Ils exigent également la suppression des déductions injustes, le paiement intégral des avantages légaux qui ont provoqué une démotivation généralisée parmi les employés, la suppression des plafonds de retraite, le paiement intégral des indemnités de fin de service, le remboursement des impôts perçus illégalement et la non-fusion du fonds de retraite pétrolier avec d’autres fonds en faillite.
Les travailleurs sous contrat des raffineries de gaz de South Pars ont entamé mardi leur douzième semaine de grève et de manifestations.
Ces manifestations, connues sous le nom de « mardis de protestation », ont lieu chaque semaine en réponse à l’incapacité du gouvernement à répondre aux revendications des travailleurs.
Ces dernières années, les manifestations dans les régions pétrolières et gazières iraniennes se sont multipliées.

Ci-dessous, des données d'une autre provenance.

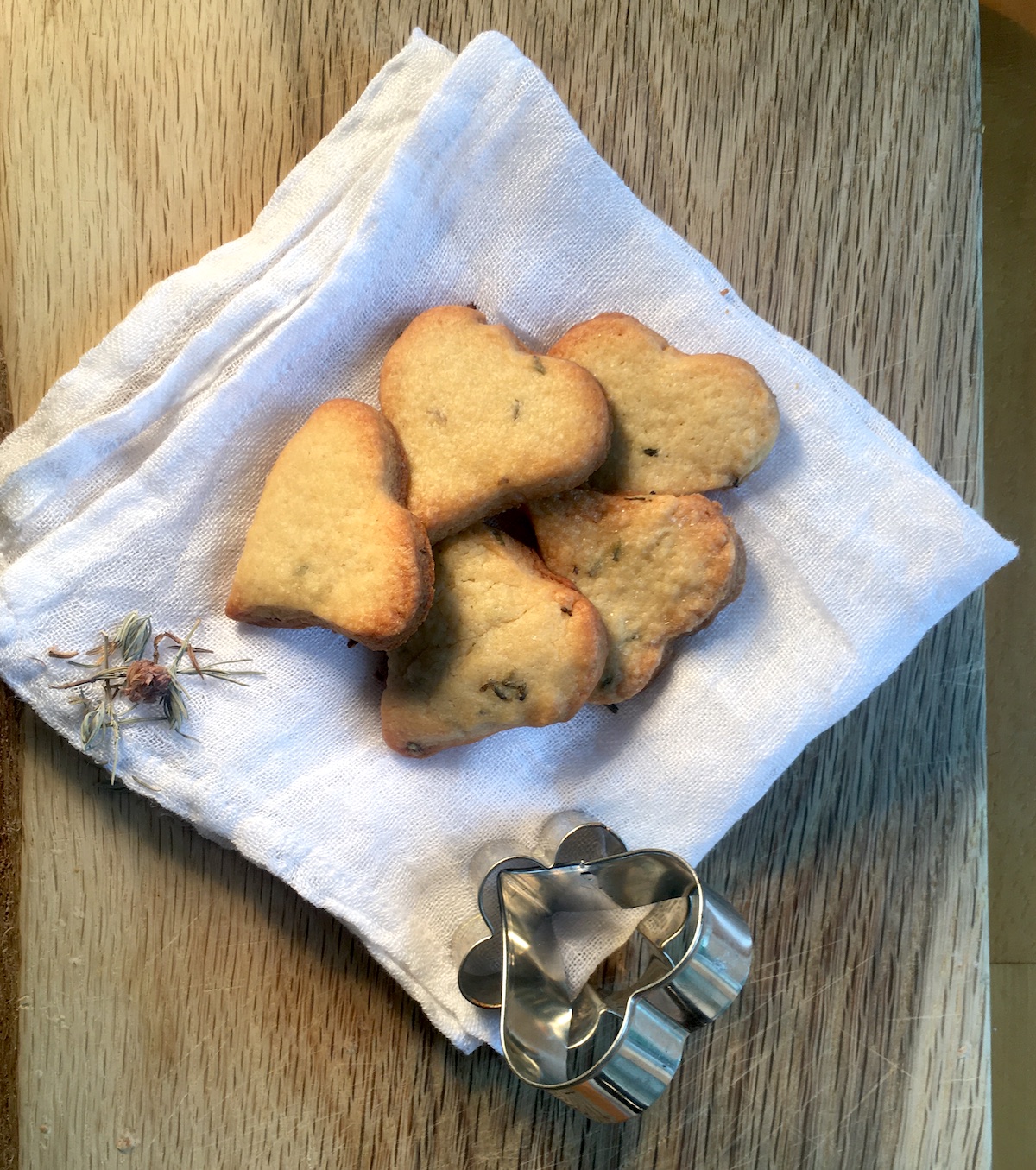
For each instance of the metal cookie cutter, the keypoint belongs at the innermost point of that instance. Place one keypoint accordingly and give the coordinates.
(610, 1053)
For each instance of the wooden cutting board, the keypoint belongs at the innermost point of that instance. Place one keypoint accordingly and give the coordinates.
(172, 1004)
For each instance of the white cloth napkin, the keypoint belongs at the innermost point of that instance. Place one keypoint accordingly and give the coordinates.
(452, 180)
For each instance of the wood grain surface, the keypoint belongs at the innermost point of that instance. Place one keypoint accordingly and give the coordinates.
(184, 1009)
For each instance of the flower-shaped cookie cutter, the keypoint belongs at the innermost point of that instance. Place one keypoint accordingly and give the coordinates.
(695, 955)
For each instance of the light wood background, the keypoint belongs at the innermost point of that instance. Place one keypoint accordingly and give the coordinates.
(1009, 244)
(180, 1009)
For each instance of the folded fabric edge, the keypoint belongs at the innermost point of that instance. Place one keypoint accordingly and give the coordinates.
(43, 428)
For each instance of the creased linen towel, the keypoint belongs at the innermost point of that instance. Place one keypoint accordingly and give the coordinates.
(452, 180)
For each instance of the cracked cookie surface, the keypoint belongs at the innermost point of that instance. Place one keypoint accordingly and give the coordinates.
(507, 643)
(487, 424)
(654, 566)
(331, 543)
(682, 422)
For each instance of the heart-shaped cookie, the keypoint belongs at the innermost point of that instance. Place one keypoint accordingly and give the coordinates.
(487, 424)
(682, 422)
(331, 543)
(654, 566)
(507, 643)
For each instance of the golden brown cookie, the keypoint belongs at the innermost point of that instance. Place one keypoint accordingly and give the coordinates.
(485, 424)
(331, 543)
(507, 643)
(654, 566)
(680, 422)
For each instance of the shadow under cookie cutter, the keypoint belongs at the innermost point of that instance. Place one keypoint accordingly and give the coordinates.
(698, 954)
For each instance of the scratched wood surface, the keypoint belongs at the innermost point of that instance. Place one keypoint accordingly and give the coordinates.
(185, 1010)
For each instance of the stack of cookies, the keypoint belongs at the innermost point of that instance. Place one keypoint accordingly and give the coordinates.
(386, 526)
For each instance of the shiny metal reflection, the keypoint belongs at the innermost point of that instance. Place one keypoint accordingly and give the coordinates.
(610, 1054)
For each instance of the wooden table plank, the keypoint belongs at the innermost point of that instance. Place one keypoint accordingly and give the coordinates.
(186, 1008)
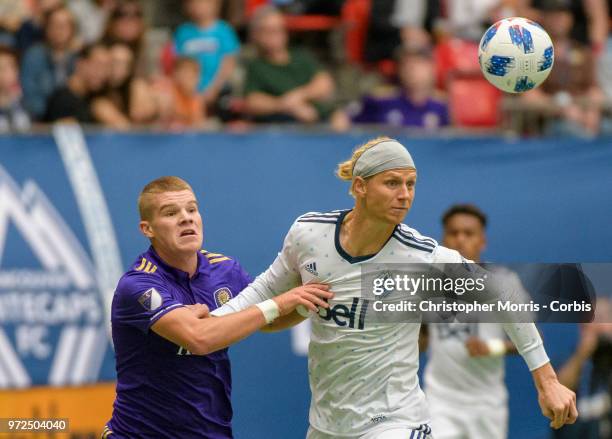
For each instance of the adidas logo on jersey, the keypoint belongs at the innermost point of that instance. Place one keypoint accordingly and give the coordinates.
(312, 268)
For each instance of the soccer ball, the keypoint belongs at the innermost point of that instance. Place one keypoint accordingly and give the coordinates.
(516, 55)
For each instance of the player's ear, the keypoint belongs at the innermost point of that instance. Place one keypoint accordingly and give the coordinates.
(359, 187)
(146, 229)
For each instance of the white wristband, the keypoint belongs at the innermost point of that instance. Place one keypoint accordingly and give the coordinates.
(497, 347)
(303, 311)
(270, 310)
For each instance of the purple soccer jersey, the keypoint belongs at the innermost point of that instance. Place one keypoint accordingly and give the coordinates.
(162, 390)
(400, 111)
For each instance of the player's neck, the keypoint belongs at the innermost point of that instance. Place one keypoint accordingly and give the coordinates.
(361, 235)
(187, 262)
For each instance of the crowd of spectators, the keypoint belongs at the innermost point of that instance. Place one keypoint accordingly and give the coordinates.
(86, 60)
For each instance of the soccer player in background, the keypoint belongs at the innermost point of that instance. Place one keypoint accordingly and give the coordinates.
(464, 376)
(363, 376)
(173, 371)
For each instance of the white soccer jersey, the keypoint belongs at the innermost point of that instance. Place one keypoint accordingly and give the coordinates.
(361, 374)
(453, 377)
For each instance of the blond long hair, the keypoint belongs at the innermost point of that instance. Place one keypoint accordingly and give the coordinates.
(345, 169)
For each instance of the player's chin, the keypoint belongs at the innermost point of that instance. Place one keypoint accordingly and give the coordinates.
(396, 216)
(189, 243)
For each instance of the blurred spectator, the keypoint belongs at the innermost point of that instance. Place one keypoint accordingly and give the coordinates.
(283, 84)
(590, 20)
(126, 25)
(212, 42)
(605, 63)
(32, 29)
(13, 116)
(588, 372)
(323, 7)
(414, 104)
(91, 16)
(184, 106)
(464, 19)
(46, 66)
(128, 98)
(12, 14)
(415, 20)
(383, 38)
(572, 84)
(90, 77)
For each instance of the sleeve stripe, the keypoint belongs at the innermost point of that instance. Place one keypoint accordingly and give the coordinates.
(164, 310)
(142, 264)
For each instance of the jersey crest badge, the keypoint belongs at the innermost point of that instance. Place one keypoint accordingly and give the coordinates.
(312, 268)
(150, 299)
(222, 296)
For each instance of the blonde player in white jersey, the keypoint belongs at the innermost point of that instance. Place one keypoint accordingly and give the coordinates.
(464, 376)
(363, 377)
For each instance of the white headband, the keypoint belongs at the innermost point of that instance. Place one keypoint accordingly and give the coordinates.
(388, 154)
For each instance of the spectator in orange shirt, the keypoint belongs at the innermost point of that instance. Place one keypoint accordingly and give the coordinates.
(180, 103)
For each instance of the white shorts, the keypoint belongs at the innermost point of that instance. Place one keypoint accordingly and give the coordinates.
(391, 432)
(464, 422)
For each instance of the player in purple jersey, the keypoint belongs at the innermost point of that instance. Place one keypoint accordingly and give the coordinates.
(173, 370)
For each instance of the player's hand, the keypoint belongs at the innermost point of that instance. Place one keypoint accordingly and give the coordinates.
(477, 347)
(200, 310)
(310, 296)
(558, 403)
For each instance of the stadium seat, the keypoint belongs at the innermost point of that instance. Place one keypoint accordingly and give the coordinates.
(355, 17)
(452, 56)
(298, 23)
(473, 102)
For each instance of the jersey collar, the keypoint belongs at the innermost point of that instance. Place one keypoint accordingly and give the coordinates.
(343, 253)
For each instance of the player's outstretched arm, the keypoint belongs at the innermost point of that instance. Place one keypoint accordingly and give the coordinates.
(284, 322)
(558, 403)
(202, 336)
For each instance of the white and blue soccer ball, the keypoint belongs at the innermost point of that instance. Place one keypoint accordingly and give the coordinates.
(516, 55)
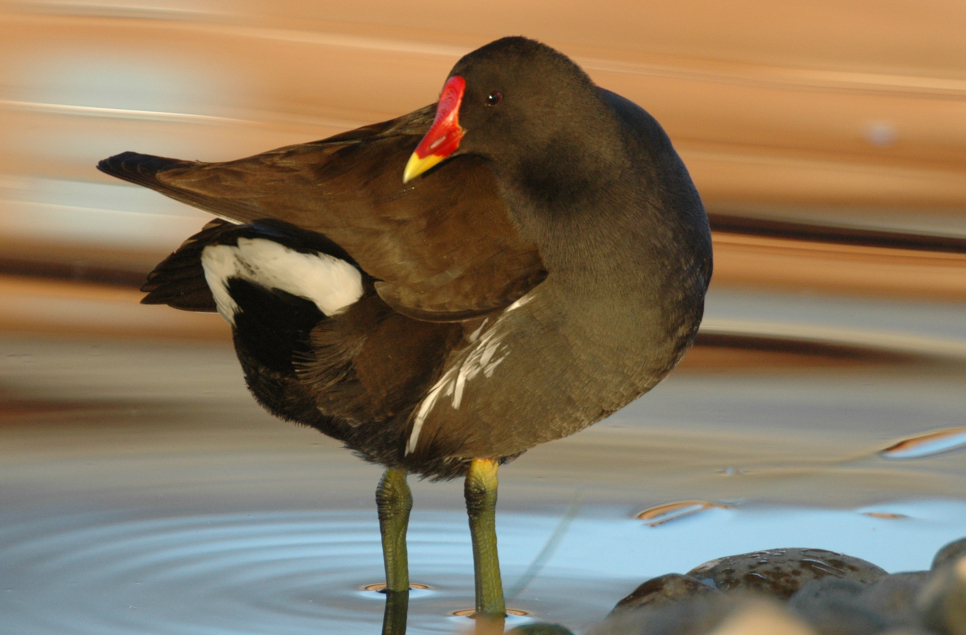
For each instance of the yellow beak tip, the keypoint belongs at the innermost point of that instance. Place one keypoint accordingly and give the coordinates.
(416, 166)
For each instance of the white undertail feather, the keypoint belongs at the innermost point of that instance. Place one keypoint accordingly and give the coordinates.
(329, 282)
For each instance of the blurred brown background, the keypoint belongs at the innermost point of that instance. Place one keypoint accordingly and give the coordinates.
(823, 113)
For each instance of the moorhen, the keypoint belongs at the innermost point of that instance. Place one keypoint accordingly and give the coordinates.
(445, 290)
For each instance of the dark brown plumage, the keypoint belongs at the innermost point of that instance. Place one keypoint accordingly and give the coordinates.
(446, 290)
(564, 198)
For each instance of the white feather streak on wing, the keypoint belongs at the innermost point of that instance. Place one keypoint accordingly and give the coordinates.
(428, 402)
(220, 264)
(329, 282)
(520, 302)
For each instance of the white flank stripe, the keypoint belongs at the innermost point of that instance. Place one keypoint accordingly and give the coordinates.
(479, 359)
(330, 283)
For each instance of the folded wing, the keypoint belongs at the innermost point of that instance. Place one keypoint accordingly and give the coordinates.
(442, 247)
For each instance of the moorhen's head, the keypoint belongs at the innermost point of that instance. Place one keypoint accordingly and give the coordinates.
(513, 101)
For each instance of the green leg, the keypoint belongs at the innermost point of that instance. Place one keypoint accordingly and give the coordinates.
(397, 608)
(480, 492)
(394, 501)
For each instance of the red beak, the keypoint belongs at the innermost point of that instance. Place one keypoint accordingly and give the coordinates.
(444, 135)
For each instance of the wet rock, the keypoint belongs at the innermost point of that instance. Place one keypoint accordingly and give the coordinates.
(942, 603)
(949, 553)
(540, 629)
(894, 597)
(830, 606)
(762, 618)
(665, 589)
(779, 573)
(695, 616)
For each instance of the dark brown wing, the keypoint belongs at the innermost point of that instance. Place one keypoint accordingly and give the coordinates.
(442, 246)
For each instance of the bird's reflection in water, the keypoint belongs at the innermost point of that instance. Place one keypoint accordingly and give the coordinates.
(397, 609)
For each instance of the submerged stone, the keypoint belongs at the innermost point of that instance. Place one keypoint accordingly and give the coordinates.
(665, 589)
(949, 553)
(779, 573)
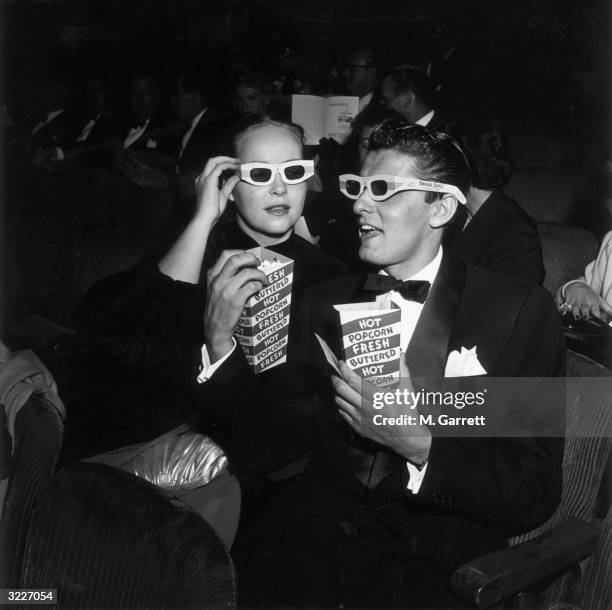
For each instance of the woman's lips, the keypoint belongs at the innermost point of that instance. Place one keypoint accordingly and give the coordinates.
(278, 210)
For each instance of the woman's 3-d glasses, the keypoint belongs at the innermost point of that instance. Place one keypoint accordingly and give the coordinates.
(383, 187)
(262, 174)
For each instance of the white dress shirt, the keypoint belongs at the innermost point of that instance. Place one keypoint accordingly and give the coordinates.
(411, 311)
(87, 129)
(49, 118)
(364, 101)
(135, 133)
(598, 273)
(189, 133)
(425, 119)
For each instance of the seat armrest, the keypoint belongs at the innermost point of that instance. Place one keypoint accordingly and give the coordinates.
(492, 577)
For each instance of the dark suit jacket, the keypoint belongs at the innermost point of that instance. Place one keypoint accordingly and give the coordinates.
(60, 131)
(494, 486)
(500, 237)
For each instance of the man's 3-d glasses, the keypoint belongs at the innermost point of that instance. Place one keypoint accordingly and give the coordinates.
(383, 187)
(262, 174)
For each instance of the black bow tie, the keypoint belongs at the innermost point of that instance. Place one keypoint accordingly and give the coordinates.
(411, 290)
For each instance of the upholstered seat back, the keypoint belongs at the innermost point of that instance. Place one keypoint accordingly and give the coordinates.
(107, 539)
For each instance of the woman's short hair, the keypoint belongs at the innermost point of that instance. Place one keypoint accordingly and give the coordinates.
(484, 143)
(437, 157)
(229, 144)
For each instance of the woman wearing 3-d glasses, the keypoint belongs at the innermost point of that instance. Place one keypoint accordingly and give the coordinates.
(252, 197)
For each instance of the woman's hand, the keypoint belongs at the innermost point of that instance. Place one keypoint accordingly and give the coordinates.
(231, 282)
(583, 302)
(212, 199)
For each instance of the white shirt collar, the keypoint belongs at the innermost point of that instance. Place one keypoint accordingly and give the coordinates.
(49, 118)
(427, 273)
(426, 118)
(197, 118)
(365, 100)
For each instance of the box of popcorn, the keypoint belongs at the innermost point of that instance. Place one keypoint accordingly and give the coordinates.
(371, 340)
(263, 328)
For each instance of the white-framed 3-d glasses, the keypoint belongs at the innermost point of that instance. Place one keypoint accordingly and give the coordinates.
(262, 174)
(382, 187)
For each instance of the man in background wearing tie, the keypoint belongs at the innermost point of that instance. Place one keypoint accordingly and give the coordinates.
(383, 515)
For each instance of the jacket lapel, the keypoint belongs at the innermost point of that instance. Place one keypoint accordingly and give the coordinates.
(428, 349)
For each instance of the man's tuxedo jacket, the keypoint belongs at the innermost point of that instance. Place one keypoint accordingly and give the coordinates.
(500, 237)
(505, 485)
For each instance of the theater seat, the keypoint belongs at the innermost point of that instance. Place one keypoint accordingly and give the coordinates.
(547, 195)
(38, 439)
(543, 566)
(566, 251)
(107, 539)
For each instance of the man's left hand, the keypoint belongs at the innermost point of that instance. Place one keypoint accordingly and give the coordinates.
(355, 397)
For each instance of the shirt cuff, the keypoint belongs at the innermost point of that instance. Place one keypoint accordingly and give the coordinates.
(209, 369)
(578, 281)
(416, 477)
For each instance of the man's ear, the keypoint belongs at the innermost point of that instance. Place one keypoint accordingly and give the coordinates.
(443, 210)
(407, 101)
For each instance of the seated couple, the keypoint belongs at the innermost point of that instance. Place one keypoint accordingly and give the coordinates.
(382, 515)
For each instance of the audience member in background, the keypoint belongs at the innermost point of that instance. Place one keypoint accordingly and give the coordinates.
(496, 233)
(52, 121)
(149, 320)
(96, 127)
(251, 92)
(206, 125)
(361, 74)
(330, 216)
(254, 93)
(135, 190)
(408, 91)
(591, 294)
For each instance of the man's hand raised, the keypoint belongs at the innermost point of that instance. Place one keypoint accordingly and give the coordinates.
(231, 282)
(355, 399)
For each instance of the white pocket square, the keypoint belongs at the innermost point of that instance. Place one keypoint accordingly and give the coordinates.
(463, 363)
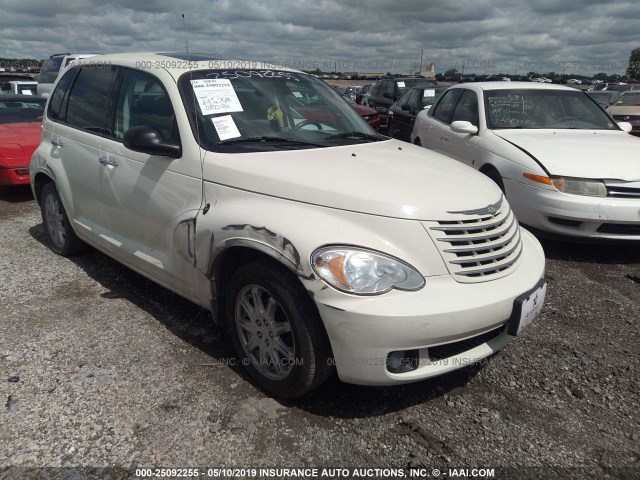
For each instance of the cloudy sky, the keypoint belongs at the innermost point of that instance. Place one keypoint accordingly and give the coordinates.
(482, 36)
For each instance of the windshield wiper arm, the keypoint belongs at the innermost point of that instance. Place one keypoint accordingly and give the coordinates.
(267, 139)
(368, 136)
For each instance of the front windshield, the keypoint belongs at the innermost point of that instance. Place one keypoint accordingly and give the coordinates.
(21, 111)
(239, 111)
(538, 108)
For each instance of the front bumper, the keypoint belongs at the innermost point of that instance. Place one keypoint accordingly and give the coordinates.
(575, 215)
(364, 330)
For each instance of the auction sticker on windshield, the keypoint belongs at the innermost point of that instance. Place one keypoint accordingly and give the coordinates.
(527, 307)
(216, 96)
(226, 127)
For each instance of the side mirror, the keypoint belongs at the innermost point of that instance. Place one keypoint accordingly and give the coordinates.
(626, 126)
(145, 139)
(461, 126)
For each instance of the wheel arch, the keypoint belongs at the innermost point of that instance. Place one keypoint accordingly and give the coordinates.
(39, 181)
(239, 253)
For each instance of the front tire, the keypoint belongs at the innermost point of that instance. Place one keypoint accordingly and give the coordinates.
(62, 238)
(276, 330)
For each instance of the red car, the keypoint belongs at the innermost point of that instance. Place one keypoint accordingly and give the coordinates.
(20, 120)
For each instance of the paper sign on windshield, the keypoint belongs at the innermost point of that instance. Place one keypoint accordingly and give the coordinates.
(216, 96)
(226, 127)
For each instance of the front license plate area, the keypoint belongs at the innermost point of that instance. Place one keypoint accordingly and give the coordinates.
(527, 307)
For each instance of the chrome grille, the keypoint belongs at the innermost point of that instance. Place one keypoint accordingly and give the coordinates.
(479, 246)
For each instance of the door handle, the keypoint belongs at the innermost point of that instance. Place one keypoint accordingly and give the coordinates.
(107, 161)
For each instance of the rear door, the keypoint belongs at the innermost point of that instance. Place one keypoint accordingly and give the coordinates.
(151, 200)
(79, 109)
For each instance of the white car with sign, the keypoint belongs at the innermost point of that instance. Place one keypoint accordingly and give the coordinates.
(258, 193)
(566, 167)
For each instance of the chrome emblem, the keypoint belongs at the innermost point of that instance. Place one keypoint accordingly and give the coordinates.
(490, 209)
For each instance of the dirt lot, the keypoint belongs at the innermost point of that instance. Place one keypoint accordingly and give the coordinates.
(100, 367)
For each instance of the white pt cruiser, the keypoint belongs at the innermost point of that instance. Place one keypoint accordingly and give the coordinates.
(258, 193)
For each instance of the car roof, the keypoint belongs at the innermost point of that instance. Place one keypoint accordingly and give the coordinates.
(180, 62)
(513, 86)
(26, 98)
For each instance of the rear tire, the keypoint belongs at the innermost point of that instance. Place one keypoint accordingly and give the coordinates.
(62, 238)
(276, 330)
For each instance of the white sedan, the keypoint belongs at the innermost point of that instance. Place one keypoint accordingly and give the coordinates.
(565, 166)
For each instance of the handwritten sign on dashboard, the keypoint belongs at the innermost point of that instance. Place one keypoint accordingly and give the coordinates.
(216, 96)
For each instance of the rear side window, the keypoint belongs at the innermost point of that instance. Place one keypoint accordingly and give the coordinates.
(50, 69)
(57, 98)
(89, 99)
(444, 108)
(467, 108)
(143, 101)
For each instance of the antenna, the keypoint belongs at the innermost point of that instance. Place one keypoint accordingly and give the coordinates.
(186, 42)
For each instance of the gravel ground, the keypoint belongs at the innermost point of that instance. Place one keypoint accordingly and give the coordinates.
(100, 367)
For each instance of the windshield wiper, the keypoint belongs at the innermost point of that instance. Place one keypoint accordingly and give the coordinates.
(368, 136)
(267, 139)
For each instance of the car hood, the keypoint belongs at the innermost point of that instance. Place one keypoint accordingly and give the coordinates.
(388, 178)
(19, 139)
(580, 153)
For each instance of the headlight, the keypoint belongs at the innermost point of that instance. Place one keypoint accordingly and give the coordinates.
(579, 186)
(363, 272)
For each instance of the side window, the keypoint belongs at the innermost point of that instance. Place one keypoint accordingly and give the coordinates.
(403, 100)
(467, 108)
(50, 69)
(88, 103)
(444, 108)
(55, 111)
(414, 101)
(143, 101)
(388, 87)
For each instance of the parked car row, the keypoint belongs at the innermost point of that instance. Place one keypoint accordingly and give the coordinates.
(626, 108)
(566, 167)
(266, 199)
(20, 121)
(403, 112)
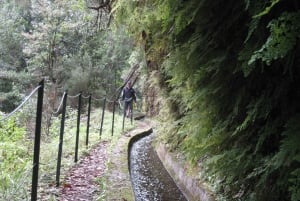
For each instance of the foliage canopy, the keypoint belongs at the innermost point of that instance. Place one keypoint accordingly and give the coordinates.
(230, 74)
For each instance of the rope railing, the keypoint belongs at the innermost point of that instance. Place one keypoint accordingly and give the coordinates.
(61, 110)
(21, 105)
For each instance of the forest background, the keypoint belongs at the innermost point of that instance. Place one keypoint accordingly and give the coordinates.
(221, 76)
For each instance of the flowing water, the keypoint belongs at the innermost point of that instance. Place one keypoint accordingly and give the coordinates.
(150, 180)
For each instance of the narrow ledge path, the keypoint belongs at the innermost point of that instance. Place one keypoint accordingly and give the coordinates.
(119, 186)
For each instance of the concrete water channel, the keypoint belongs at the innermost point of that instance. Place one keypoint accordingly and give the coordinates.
(150, 180)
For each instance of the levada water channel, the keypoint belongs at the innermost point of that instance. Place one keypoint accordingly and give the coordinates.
(150, 180)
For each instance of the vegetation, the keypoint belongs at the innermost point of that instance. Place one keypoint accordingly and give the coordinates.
(229, 74)
(222, 75)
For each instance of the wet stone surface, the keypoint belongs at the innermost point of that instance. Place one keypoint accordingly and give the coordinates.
(150, 180)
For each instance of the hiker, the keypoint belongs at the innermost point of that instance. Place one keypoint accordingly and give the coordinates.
(128, 97)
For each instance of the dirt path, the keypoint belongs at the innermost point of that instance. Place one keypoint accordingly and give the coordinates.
(103, 171)
(79, 184)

Cette tendance, ainsi que les protestations croissantes des travailleurs, des retraités, des enseignants, des infirmières et d’autres salariés, ont conduit à une répression sécuritaire et judiciaire accrue de la part du régime iranien.
Malgré ces répressions, les manifestations ont continué de s’intensifier, d’autant plus que les conditions de vie des ouvriers et des autres salariés sont devenues de plus en plus difficiles.
Actuellement, le salaire mensuel minimum des travailleurs couverts par la loi sur le travail, qui sont mariés et ont des enfants, est d’environ 110 millions de rials (environ 168 USD). Entre-temps, selon les estimations des militants syndicaux qui occupaient auparavant des postes au gouvernement, le coût de la vie mensuel a augmenté pour atteindre environ 370 à 400 millions de rials (environ 565 à 611 dollars).